Akayed Ullah wounded himself and three other people in the Dec. 11, 2017 blast in a tunnel below the Port Authority bus terminal near Times Square.
The bomb, which he strapped to his body with zip wires, failed to detonate as planned, and Ullah was left with burns to his torso and hands. His victims suffered minor complaints such as ringing in their ears and headaches.
The explosion sowed panic and disrupted the Monday morning commute during the busy Christmas tourism season, six weeks after a truck driver, also reportedly inspired by IS, killed eight people on a bike path.
Ullah, who migrated to the United States in 2011, was found guilty on all six counts by a Manhattan jury on Nov. 6, 2018.
The 31-year-old's convictions include supporting a foreign terrorist organization, using a weapon of mass destruction, and bombing a public place.
Judge Richard Sullivan said that although Ullah "ultimately failed" in the execution of the attack, it didn't make him "less culpable."
"Your conduct was truly heinous. This is about as bad a crime as there is," he said, handing down the life sentence.
Ullah's defense counsel had called for the mandatory minimum sentence of 35 years.
Ullah said what he had done was "wrong."
"I can tell you from the bottom of my heart I am deeply sorry for what I did," he told the sentencing hearing.
Ullah was caught on CCTV walking through the subway terminal and detonating the bomb strapped to his body. After his arrest, he allegedly told authorities: "I did it for the Islamic State."
Ullah, a lawful permanent resident of the United States, built the bomb in his apartment, packing the device with metal screws and Christmas tree lights, having planned the attack for several weeks.
On the morning of the bombing, Ullah posted a statement on Facebook referring to the U.S. president saying: "Trump you failed to protect your nation."

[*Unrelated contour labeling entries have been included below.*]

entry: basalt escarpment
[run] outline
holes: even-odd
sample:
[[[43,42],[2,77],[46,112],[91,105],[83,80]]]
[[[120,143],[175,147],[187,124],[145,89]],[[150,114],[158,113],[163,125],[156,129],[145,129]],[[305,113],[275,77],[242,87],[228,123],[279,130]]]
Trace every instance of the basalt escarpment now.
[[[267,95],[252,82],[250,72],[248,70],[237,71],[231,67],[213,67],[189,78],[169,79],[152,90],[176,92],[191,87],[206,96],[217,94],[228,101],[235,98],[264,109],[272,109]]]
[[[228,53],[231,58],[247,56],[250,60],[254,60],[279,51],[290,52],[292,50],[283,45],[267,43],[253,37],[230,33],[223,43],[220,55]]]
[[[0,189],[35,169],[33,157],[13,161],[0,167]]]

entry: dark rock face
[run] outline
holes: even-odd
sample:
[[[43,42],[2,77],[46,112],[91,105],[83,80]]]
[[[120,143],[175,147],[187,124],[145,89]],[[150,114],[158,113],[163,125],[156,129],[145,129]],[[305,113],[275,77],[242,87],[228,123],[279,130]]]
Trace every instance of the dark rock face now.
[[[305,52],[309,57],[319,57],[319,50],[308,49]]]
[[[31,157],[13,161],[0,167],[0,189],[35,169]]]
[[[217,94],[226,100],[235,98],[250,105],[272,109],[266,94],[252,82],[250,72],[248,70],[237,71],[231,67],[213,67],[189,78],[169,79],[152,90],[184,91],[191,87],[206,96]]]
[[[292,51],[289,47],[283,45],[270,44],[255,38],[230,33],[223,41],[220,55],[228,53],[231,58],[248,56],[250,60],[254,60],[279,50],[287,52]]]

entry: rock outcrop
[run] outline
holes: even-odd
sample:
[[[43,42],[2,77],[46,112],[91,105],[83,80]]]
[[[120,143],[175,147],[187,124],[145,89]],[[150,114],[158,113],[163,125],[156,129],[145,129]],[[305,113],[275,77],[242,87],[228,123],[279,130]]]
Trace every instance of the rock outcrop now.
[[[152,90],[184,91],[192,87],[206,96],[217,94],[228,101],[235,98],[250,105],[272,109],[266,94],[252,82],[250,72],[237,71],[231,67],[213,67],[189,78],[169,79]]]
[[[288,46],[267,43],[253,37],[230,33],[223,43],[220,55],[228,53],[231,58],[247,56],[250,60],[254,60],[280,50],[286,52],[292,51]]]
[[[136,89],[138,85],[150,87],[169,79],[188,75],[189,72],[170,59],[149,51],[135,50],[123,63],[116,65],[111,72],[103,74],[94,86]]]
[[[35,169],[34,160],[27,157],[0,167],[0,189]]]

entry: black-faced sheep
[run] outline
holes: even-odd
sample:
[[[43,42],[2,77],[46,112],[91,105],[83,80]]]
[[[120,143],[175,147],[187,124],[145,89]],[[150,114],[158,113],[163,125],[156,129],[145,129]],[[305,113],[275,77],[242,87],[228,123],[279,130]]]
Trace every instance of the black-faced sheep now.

A chilling handwritten note saying "O America die in your rage" was found, along with metal pipes, wires, and screws in his home, prosecutors said.
Ullah began to radicalize in 2014, three years after moving to the United States, by watching IS propaganda online before starting to research how to make bombs a year ago, officials said.
Prosecutors said he opposed U.S. government policies in the Middle East and wanted to terrorize as many people as possible, deliberately choosing a week day when the area would be most crowded.